Call for Films!

"Film will only become an art when its materials are as inexpensive as pencil and paper." 
Jean Maurice Eugène Clément Cocteau (5 July 1889 – 11 October 1963) French poet, novelist, painter, and filmmaker.

The DIY Film Festival is now in its twelfth year.  Hooray!

A festival that's dedicated to highlighting "do it yourself" filmmaking, we've been honored to be part of this totally independent movement.  Some of the films we've seen have been part of Kickstarter campaigns, some have been financed by friends and family, and many have been created under the auspices of a film school.

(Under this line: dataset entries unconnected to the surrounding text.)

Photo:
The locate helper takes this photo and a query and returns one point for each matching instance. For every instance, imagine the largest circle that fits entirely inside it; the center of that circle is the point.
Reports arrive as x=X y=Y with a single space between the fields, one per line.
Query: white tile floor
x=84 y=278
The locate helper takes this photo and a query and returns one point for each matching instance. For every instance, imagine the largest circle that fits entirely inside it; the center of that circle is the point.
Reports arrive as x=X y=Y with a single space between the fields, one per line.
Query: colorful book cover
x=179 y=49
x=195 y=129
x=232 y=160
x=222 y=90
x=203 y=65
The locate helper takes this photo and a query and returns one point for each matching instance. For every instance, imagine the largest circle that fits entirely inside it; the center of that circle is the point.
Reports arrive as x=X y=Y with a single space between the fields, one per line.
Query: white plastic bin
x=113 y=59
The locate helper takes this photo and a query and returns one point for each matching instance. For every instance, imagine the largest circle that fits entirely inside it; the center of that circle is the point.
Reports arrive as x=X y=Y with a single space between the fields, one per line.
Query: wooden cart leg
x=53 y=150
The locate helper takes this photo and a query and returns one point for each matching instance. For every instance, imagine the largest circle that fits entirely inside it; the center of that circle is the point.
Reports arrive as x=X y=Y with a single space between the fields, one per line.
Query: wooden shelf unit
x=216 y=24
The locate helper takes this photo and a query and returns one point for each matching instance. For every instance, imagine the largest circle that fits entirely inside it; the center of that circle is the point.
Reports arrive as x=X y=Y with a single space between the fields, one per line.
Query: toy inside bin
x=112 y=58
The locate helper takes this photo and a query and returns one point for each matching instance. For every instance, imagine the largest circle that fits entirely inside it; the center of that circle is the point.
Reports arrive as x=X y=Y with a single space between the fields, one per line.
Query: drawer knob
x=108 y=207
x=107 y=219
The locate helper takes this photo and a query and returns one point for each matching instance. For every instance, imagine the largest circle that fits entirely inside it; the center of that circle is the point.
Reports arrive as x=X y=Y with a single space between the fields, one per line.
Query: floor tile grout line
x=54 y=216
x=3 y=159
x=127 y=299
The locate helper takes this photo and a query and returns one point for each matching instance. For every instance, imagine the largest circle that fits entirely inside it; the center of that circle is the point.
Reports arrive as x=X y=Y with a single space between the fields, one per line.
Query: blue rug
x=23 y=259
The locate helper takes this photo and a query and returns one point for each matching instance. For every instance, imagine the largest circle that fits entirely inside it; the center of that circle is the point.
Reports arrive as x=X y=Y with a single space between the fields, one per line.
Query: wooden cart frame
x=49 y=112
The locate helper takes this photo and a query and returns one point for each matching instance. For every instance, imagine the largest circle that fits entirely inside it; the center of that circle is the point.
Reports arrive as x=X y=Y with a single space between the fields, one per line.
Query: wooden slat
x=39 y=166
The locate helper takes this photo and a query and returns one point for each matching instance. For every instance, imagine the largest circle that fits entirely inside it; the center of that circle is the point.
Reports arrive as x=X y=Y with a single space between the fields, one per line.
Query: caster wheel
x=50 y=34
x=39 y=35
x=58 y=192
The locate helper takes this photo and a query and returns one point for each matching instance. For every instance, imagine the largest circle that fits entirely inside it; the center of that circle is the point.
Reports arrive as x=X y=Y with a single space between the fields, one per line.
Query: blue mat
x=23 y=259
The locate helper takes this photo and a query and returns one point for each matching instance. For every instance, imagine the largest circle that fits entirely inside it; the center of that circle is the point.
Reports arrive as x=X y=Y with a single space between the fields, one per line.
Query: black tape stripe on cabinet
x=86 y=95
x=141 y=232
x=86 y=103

We've also seen films from across the globe; this past year's winners included films from Uganda and Ukraine - and their films tell fresh new stories from the point of view of people living in far flung places across the globe.  Film is a universal language, and whether it's shot in the streets of India, or the streets of Manhattan, the one thing these filmmakers have is a burning desire to tell a story.

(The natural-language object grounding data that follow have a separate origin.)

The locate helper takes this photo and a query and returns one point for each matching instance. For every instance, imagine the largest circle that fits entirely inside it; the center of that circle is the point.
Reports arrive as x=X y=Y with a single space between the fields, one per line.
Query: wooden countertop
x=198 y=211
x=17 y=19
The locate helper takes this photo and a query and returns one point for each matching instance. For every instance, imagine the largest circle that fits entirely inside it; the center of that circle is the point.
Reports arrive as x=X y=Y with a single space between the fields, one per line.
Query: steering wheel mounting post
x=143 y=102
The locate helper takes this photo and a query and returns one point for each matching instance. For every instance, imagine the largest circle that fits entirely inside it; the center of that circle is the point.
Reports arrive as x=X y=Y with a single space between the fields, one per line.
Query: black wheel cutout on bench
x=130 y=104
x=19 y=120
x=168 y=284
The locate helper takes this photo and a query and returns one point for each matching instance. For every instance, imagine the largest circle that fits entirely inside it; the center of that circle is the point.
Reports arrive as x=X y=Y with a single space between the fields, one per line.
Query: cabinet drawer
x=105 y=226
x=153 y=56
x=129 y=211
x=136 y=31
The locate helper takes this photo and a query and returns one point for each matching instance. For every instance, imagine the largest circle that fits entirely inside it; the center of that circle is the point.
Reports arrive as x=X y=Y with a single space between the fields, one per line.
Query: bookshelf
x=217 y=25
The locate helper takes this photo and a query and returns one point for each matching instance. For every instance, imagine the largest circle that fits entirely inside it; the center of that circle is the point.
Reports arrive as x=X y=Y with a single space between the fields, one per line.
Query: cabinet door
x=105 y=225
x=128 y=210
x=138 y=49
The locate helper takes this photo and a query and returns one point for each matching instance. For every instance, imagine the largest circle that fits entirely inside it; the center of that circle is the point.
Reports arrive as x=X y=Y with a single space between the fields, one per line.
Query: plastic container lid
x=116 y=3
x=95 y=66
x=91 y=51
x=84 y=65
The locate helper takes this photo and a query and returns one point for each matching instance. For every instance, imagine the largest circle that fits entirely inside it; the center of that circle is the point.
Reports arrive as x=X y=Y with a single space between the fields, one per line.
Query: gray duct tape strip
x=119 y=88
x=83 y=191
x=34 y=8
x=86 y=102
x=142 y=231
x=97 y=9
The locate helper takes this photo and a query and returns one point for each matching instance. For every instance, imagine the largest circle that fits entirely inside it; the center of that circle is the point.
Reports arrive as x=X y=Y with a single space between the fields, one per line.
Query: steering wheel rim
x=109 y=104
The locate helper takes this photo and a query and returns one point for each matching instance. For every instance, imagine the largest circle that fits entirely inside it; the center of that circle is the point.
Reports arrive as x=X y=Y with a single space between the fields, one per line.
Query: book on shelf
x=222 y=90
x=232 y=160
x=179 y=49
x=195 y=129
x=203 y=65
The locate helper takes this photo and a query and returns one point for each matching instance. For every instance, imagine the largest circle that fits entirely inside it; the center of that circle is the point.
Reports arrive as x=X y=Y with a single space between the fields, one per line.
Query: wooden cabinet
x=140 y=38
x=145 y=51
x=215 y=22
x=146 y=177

We've had the great opportunity to honor documentaries from around the globe - this past year's winning documentary was shot in Antarctica over the course of an entire year.

Here are some notes on the winning films and the finalists from this past year's festival:


Director Keith Reimink

Keith Reimink decided to head down to Antarctica with his Canon Vixia to see what he might be able to discover "down under."  His film is haunting and amazing.


Directed by Matthew VanDyke

Festival winner Matthew VanDyke's haunting portrait of the war in Syria told by two people who are in the midst of it.  The idea of being able to film under such circumstances is pretty astounding, but the heartbreaking visuals of what's happening now in their country is hard to turn away from.  


Directed by John Adams and Toby Poser

Directed by John Adams and Toby Poser

John Adams and Toby Poser have taken DIY Filmmaking to a different level - they enlist the acting talents of their kids while making these moving portraits and telling compelling stories.  The images are beautiful, the characters rich and full of development, and the stories are worth checking out.


Directed by Tyler Bodamer

Tyler Bodamer's haunting portrait of a love affair - with a boy who is trying to find roots in a rootless world, and a girl trying to find her own way on the planet - he creates a haunting portrait of a time and place where two young lovers can find each other.


Directed by Jeremy Etienne and Julienne Rathore (India/Norway)

This film was shot on the streets of India using local kids telling their own compelling story.  A film that looks like it must be a documentary, but is actually great story telling, is reminscent of the films of Satijat Ray, the great Indian filmmaker who also filmed on these same streets.


Directed by Krista Imbesi (Uganda)

Moving and compelling portrait of people working in Uganda to help those that have been neglected by society.  This documentary takes the viewer into the huts and homes of these people, and leaves an indelible impression not easily forgotten.


Directed by Mariia Ponomarova (Ukraine)

Mariia Ponomarova is a filmmaker working in Ukraine, telling unusual and fun stories of everyday people.  Her directing style and artistic sense is evidenced in this unusual tale about a train stopping on a snowy afternoon.


Directed by Godefroy Ryckewaert

This is just a really fun comic take on the idea of a local man who decides to become a super hero.  Last glance, Godefroy had taken down the link to the full film, but hopefully the trailer is still available.  Short but very funny.


Directed by Chris R. Wilson and Zacharia Persson

Former DIY Fest winner Chris Wilson is at it again.  He brings a decidedly surrealistic sense of humor to his filmmaking, and this mocumentary, pretending to be a documentary about some guys trying to think up of a plot for a film, but filming the actors who come in for an audition when there is no script, is firmly out of left field.  


Directed by Eric Hayes

A stylish look at an unusual hit man.


Directed by Ari Grabb

A fun romp into the mind of an offbeat filmmaker with an eye towards cutting edge animation.

Congratulations to all of you filmmakers for finishing your film.  Find a way to get it out in front of the public, whether distribution, or self distribution, or finding a way to put it out through CreateSpace (which then puts it onto Amazon) or KinoNation (which puts it onto Itunes) there are many creative ways to get your work in front of an audience, and to also get your money back from making your film.

However, it's important to remember, we don't always pick up the paint brush to pay the rent; sometimes we're compelled to pick up the brush, to approach a blank canvas with our heart in our hand, to try and express ourselves in a way that only we can accomplish.  It takes courage to dip the brush and face the canvas; there's no time like the present to make that effort!